Found at: Coop
When I was a tween, I went with my family on a hiking trip in Sweden.
It is possibly the most privileged thing I’ve ever done, and it was marvelous. I’d always wanted to go to Europe – I’d hassled my parents for years about it – but we were a family of four with two dogs, two guinea pigs, a cat, a mortgage, a remodel, and student loan debt. That my parents found the money for an overseas trip is a miracle of accounting that I still can’t fully understand. But somehow, we did it – and it is one of the defining memories of my youth.
In discount Birkenstocks, my brother, two young family friends, and I raced along the thin planks that spanned the bogs and the permafrost and the delicate ecosystems of the North. We saw reindeer and unlocked skiing shelters and glacier-fed lakes full of fish and streams of pure water, and a sun that did not set in summer. And most importantly, a Polish graduate student with a magic backpack.

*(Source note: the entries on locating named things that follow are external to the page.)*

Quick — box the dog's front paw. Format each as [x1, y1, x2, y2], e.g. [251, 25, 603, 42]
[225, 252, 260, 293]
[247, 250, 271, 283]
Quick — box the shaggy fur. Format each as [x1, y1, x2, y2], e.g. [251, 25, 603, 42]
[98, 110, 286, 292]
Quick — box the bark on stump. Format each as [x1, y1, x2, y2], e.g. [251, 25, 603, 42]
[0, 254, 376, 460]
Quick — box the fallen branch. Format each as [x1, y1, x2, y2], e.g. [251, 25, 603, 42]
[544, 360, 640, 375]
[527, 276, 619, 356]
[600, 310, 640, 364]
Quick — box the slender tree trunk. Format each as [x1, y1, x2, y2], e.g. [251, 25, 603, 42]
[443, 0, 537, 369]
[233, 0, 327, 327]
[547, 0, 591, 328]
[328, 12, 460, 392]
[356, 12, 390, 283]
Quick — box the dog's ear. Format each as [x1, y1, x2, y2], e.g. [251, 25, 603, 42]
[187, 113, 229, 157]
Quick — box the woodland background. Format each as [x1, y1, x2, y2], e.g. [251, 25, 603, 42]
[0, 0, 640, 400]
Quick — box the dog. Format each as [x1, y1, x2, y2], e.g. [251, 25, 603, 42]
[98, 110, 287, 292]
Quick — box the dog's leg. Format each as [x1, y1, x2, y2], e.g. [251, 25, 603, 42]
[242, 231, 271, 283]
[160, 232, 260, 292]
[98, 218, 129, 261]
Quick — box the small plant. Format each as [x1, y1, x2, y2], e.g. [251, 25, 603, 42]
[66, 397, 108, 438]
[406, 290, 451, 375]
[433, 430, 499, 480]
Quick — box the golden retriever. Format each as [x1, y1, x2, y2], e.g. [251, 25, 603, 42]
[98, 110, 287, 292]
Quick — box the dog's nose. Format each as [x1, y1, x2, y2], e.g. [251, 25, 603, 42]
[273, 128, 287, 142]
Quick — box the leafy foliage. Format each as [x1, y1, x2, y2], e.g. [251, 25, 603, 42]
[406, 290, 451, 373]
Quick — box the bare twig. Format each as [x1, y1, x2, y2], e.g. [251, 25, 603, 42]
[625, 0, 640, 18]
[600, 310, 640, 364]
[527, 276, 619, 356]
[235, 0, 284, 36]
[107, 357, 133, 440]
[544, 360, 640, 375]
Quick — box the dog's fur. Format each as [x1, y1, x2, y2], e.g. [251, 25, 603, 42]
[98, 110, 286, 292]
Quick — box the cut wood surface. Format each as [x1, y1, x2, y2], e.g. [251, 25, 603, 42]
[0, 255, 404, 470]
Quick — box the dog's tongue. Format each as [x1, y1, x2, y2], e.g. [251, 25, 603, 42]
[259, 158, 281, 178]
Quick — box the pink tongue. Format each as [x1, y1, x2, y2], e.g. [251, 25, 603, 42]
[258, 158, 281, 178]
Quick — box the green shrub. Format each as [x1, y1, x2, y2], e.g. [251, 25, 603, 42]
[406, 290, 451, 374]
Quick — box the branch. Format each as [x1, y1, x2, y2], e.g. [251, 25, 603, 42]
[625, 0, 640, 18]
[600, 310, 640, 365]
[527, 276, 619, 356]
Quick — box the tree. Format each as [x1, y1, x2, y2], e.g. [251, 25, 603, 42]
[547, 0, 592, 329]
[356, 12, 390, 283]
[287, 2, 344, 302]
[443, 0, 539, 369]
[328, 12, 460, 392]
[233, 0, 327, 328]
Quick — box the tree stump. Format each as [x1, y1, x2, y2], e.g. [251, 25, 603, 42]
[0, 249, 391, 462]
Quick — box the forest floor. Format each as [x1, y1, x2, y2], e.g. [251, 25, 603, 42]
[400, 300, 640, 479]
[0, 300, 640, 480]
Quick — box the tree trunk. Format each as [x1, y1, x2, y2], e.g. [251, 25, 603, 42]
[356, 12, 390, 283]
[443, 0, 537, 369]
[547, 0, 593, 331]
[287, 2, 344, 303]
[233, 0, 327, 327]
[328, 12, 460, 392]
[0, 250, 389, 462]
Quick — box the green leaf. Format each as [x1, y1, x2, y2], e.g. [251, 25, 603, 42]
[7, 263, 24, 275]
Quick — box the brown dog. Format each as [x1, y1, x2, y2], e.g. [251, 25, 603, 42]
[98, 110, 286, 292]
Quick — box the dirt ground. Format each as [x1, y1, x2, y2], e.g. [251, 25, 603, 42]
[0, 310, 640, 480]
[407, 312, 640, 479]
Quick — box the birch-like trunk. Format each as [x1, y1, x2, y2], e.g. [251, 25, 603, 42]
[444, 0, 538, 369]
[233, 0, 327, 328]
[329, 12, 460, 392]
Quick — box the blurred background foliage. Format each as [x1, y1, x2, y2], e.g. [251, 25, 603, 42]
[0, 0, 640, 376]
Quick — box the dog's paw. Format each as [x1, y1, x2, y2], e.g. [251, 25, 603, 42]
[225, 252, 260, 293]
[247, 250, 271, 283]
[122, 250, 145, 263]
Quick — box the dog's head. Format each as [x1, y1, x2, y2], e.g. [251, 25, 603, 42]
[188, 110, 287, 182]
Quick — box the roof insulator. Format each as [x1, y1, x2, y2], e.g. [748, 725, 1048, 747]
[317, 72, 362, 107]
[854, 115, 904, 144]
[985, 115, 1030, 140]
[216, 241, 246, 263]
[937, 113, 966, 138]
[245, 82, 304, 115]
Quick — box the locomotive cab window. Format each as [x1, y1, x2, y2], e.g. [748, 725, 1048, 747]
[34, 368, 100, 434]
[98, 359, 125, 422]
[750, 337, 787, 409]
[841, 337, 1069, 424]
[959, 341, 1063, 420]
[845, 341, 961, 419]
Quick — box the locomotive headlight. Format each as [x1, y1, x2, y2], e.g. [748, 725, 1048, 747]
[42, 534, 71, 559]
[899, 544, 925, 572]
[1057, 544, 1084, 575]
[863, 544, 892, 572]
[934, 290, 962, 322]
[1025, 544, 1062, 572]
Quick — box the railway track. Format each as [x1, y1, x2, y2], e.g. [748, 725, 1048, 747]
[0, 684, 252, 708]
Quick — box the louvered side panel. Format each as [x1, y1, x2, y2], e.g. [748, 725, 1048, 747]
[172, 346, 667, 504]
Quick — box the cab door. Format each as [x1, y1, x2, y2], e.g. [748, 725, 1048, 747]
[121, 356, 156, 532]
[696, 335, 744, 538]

Whenever we stopped for a rest, “Speedy” (as we called him) would take off his backpack and open up a side pocket to reveal a cache of Marabou chocolate, which he would distribute amongst the four of us kids. Then, once the sugar-rush had set in, we would bolt off into nature, running and giggling until the high eventually wore off. Then, when we were at our most sluggish and whiny – and the adults caught up – the bag would be re-opened and the yellow and red chocolates would be distributed again. And somehow, in our two weeks of hiking, the bag never ran dry. Speedy always had chocolate, and we always had energy.
Now, whenever I taste this smooth, milk-chocolate that is a standard in Sweden, I think about Speedy. I remember the delight in that simplest of magic tricks and I wonder how many chocolate bars he must have packed before we left. And I hope, one day, that I too can be the bearer of a magic bag of Marabou – though I’d probably eat them all myself.